Nachdem die Versprechungen der Objekt-relationalen Datenbanken sich nicht erfüllt haben, schienen relationale Datenbanken wieder das Maß der Dinge zu sein und mit guten ORMs kann man sich damit natürlich gut arrangieren.

Nun scheint mir jedoch wieder Bewegung in die Technik zu kommen.
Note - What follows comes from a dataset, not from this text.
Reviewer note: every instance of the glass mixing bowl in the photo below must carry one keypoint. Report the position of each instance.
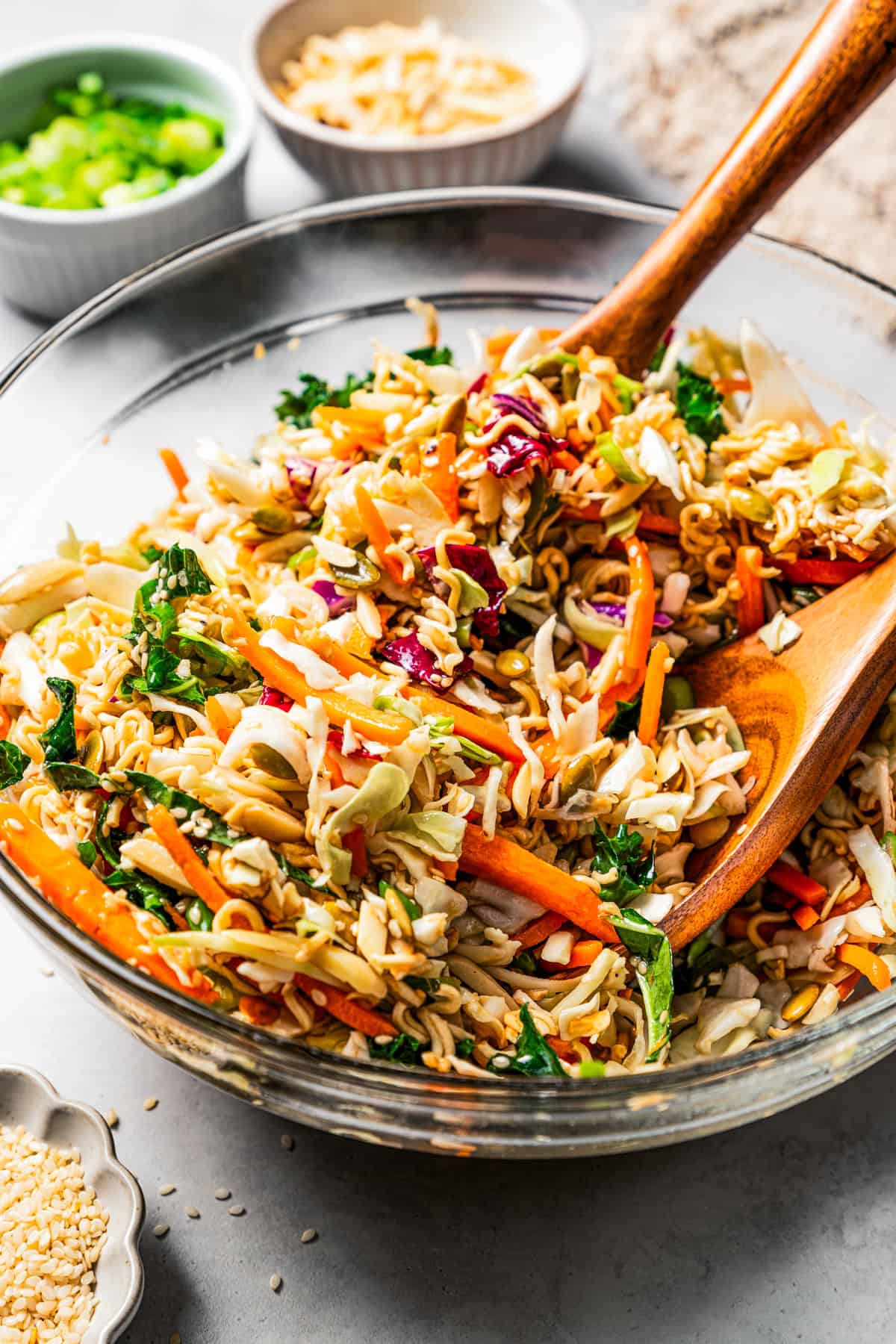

Nachdem Graphdatenbanken und Dokumentendatenbanken sich für bestimmte Anwendungsbereiche als sehr nützlich erwiesen haben, kommen auch neue OLTP-DBMS auf den Markt. An dieser Stelle möchte ich VoltDB herausheben:

Merkmale

  • Es handelt sich um eine In-Memory-Datenbank mit ACID- und Recovery-Unterstützung
  • Sie unterstützt Millionen von Transaktionen pro Sekunde auf kostengünstiger Serverhardware
  • Es wird SQL unterstützt
  • Besondere Funktion: “Materialized Views”

Interessanter Weise sind in diesem System keine adhoc-Abfragen mehr möglich. Stattdessen muss jede Abfrage als Stored Procedure abgelegt sein.

Natürlich fehlt bei einer so jungen Technik noch ein reichhaltiges Ökosystem, wie z.B. Codegeneratoren für den Glue Code im Client. Dennoch sollte man VoltDB bei der Konzeption seiner Anwendung in die Überlegungen mit einbeziehen.